As $(R[x],+)$ is an abelian group, it's clear that it is a commutative monoid. Now let $a,b,c \in R[x]$. For $n \in \mathbb{N}$ we have

$$ \begin{align} (a \cdot (b \cdot c))_n &= \sum_{0 \leq i \leq n} a_i (b \cdot c)_{n-i} \\ &= \sum_{0 \leq i \leq n} a_i \left(\sum_{0 \leq j \leq n-i}b_{j}c_{(n-i)-j}\right) \\ &= \sum_{0 \leq i \leq n} \left( \sum_{0 \leq j \leq n-i} a_{i} (b_{j}c_{(n-i)-j} ) \right) \\ &= \sum_{(i,j) \in A} f(i,j) \end{align} $$ where $$ A= \{ \, (i,j) \, : 0 \leq i \leq n,\, 0 \leq j \leq n-i \, \} $$ and $$ f(i,j)=a_i(b_jc_{n-(i+j)})\, $$ this for the second lemma. To the other side $$ \begin{align} ((a \cdot b) \cdot c)_n &= \sum_{0 \leq i \leq n} (a \cdot b)_i c_{n-i} \\ &= \sum_{0 \leq i \leq n} \left(\sum_{0 \leq j \leq i}a_{j}b_{i-j}\right) c_{n-i} \\ &= \sum_{0 \leq i \leq n} \left(\sum_{0 \leq j \leq i}(a_{j}b_{i-j}) c_{n-i} \right) \\ &= \sum_{(i,j) \in B} g(i,j) \end{align} $$ where $$ B= \{ \, (i,j) \, : 0 \leq i \leq n,\, 0 \leq j \leq i \, \} $$ and $$ g(i,j)=(a_jb_{i-j})c_{n-i} $$ this for the second lemma.

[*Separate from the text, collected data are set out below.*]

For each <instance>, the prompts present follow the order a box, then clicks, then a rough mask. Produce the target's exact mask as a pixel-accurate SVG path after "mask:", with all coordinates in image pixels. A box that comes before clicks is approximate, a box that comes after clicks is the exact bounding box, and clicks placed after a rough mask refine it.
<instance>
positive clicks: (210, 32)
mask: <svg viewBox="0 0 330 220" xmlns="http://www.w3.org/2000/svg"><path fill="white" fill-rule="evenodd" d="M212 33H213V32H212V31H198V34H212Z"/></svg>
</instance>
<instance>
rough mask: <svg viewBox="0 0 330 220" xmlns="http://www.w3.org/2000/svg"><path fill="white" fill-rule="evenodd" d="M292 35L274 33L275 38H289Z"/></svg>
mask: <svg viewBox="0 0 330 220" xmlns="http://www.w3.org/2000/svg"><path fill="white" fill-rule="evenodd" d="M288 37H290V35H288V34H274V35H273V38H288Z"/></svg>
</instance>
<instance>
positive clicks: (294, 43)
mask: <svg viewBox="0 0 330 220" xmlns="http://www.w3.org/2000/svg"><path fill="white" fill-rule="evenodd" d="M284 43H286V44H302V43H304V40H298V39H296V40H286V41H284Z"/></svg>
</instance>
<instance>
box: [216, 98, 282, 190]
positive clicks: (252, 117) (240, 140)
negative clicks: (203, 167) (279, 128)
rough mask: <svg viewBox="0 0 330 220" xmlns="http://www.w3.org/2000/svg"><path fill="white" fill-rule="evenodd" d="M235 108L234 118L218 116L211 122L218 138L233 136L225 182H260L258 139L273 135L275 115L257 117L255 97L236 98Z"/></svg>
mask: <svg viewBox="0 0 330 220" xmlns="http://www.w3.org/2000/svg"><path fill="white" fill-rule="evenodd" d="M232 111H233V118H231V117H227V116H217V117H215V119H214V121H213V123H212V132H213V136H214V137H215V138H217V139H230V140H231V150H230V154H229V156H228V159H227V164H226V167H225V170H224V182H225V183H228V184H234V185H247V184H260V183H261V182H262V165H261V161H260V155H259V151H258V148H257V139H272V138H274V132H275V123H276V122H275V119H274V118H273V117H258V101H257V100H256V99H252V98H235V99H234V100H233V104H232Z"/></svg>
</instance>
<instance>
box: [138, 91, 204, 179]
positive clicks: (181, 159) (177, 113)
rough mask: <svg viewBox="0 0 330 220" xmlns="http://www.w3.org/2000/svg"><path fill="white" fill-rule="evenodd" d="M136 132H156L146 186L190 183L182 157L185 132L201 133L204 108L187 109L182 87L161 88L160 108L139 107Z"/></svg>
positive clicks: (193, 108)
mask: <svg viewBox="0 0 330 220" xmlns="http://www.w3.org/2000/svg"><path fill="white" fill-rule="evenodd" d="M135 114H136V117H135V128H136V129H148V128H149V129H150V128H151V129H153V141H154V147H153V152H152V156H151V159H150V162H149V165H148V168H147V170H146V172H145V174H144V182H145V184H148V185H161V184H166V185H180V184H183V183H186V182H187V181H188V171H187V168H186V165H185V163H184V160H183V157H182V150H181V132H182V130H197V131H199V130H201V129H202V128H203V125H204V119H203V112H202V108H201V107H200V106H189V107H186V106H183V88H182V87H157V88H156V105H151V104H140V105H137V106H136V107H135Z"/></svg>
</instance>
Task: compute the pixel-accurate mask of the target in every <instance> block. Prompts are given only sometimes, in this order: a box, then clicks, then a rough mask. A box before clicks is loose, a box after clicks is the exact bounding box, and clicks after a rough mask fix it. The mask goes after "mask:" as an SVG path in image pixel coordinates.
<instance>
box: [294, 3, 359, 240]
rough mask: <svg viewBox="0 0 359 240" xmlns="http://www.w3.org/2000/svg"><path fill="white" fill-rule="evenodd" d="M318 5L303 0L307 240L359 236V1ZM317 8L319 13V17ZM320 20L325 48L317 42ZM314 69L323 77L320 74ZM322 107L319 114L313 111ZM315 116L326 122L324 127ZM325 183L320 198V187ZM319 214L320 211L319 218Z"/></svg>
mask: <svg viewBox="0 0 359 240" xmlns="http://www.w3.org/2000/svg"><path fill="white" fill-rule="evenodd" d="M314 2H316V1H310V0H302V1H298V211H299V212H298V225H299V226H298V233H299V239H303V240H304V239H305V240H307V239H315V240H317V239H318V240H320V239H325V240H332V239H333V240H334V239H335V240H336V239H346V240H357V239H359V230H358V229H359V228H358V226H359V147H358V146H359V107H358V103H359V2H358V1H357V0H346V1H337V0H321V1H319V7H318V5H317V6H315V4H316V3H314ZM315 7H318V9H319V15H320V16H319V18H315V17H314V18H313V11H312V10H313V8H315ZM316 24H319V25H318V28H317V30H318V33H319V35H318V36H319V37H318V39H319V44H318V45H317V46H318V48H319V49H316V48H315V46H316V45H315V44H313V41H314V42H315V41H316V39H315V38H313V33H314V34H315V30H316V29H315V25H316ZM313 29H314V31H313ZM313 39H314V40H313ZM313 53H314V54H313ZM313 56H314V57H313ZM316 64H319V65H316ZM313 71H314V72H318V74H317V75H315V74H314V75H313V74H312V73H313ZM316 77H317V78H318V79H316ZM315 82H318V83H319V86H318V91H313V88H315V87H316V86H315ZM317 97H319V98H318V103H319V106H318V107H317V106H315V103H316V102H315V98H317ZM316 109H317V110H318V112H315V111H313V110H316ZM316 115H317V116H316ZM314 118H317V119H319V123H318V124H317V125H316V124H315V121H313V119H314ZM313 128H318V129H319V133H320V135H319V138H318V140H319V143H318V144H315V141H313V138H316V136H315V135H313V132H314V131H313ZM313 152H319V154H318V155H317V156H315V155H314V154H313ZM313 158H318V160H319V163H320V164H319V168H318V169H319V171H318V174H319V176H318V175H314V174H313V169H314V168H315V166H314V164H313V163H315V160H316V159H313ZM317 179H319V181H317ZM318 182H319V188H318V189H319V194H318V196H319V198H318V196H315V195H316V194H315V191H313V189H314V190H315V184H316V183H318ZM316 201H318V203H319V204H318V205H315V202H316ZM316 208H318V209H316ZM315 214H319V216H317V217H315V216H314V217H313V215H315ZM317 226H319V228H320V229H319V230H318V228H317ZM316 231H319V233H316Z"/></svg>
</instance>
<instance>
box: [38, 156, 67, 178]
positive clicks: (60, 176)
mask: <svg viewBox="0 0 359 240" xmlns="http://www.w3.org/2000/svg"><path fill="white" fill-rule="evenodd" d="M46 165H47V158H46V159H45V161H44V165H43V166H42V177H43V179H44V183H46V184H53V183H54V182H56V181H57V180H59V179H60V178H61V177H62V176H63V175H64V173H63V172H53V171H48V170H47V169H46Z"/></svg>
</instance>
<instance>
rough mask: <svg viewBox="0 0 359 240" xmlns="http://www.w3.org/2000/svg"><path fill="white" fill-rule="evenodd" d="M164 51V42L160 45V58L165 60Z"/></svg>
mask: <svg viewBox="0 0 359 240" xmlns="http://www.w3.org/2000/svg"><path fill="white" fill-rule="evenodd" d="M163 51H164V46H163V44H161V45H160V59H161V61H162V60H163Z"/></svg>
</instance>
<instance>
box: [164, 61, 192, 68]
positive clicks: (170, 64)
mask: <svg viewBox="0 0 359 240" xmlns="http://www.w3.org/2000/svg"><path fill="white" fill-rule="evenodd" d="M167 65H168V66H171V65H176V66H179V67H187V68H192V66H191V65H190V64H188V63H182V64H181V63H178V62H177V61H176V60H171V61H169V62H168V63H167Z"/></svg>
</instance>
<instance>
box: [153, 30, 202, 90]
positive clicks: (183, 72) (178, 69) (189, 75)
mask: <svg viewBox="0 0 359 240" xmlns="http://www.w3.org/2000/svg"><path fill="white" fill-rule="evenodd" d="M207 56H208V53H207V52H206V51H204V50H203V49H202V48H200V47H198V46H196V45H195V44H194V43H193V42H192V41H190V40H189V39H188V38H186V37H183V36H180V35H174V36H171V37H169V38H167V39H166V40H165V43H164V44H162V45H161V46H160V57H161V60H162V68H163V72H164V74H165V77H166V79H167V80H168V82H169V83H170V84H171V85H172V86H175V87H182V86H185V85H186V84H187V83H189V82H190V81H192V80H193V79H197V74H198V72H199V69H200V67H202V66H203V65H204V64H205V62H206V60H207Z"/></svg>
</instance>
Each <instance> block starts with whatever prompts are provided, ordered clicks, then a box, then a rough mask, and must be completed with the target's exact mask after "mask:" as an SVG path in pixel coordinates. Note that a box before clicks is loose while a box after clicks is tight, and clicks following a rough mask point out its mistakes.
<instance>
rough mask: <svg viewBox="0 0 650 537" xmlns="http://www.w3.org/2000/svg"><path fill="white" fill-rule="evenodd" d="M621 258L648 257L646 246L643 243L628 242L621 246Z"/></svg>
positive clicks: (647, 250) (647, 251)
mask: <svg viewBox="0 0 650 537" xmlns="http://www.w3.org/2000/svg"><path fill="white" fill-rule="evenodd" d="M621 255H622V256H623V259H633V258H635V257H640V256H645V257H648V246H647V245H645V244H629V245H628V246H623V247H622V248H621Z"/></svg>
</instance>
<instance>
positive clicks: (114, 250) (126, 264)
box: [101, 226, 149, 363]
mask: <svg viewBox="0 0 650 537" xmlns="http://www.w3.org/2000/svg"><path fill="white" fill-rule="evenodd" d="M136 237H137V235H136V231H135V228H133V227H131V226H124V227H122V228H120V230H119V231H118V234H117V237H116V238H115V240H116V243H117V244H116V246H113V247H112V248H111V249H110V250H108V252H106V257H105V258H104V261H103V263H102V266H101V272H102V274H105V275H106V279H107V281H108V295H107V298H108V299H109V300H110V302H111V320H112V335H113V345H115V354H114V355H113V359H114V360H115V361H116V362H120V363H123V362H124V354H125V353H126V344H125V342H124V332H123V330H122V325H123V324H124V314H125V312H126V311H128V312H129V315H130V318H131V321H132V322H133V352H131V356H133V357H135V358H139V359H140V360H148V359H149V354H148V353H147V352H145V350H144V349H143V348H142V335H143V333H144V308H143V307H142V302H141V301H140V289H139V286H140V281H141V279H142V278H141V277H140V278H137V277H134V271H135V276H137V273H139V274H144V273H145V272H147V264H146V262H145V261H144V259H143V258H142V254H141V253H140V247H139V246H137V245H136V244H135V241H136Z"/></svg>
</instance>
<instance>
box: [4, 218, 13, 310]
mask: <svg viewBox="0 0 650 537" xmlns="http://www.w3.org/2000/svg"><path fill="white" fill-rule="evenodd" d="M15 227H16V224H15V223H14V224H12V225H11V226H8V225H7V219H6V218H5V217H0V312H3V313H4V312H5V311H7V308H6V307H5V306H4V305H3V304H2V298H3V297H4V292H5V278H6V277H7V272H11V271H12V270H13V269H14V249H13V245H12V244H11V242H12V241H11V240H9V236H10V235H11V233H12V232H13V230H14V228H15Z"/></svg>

Now consider $\sigma : A \to B$ such that $\sigma(i,j)=(i+j,i)$. We claim that $\sigma$ is a bijection. First, let's show that $\sigma$ is well defined. If $(i,j) \in A$ then $0 \leq i \leq n$ and $0 \leq j \leq n-i$, so $0 \leq i+j \leq n$ y $0 \leq i \leq i+j$, thus $\sigma(i,j) \in B$. If $(i,j) \in B$, we have $0\leq i \leq n$ and $0 \leq j \leq i$, then $0 \leq j \leq n$ and $0 \leq i-j \leq n-j$, so $(j,i-j) \in A$ and $\sigma(j,i-j)=(j+(i-j),j)=(i,j)$, thus $\sigma$ is surjective. If $\sigma(i,j)=\sigma(r,s)$ then $(i+j,i)=(r+s,r)$, so $i=r$ and $j=s$, $(i,j)=(r,s)$, thus $\sigma$ is injective, therefore $\sigma$ is a bijection; and since

$$ g(\sigma(i,j))=g(i+j,i)=(a_ib_{(i+j)-i})c_{n-(i+j)}= (a_ib_{j})c_{n-(i+j)}=a_i(b_jc_{n-(i+j)})=f(i,j) $$

then by the first lemma we have $$ \sum_{(i,j) \in A} f(i,j) = \sum_{(i,j) \in B} g(i,j) $$ then $$ (a \cdot (b \cdot c))_n = ((a \cdot b) \cdot c)_n $$ and finally $$ (a \cdot (b \cdot c)) = ((a \cdot b) \cdot c) $$ $$\tag*{$\blacksquare$}$$

I know it, it's a very long proof for something that seems trivial, but at least I'm pleased with the argument.

Answer 4

I've been wondering about the same thing, two years later. Here's a proof outline I came up with that limits the horrible sums at the expense of requiring a lemma and three different inductive steps. In the following, all polynomials are over a ring $R$.

Lemma: Let $p(x)$ and $q(x)$ be polynomials, let $a\in R$ and $n\in \Bbb N_{>0}$. Then $ax^n(p(x)q(x)) = (ax^np(x))q(x)$, $p(x)(ax^nq(x))=(p(x)ax^n)q(x)$, and $p(x)(q(x)ax^n) = (p(x)q(x))ax^n$.

Proof: Fill in the blank.

Theorem: Polynomial multiplication is associative.

Proof: Proceed by induction on the structure or degrees of the three polynomials, using the product ordering. That is, show that assuming the inductive hypothesis:

• Whenever three polynomials $p(x),q(x),r(x)$ have degrees $d,e,f$, $p(x)(q(x)r(x))=(p(x)q(x))r(x)$

allows you to prove that whenever either:

• $p$ has degree $d$, $q$ has degree $e$, and $r$ has degree $f+1$,
• $p$ has degree $d$, $q$ has degree $e+1$, and $r$ has degree $f$, or
• $p$ has degree $d+1$, $q$ has degree $e$, and $r$ has degree $f$,

then $p(x)(q(x)r(x))=(p(x)q(x))r(x)$.

I'm hoping someone else has a way to improve/flesh out this approach, so I'm making it CW.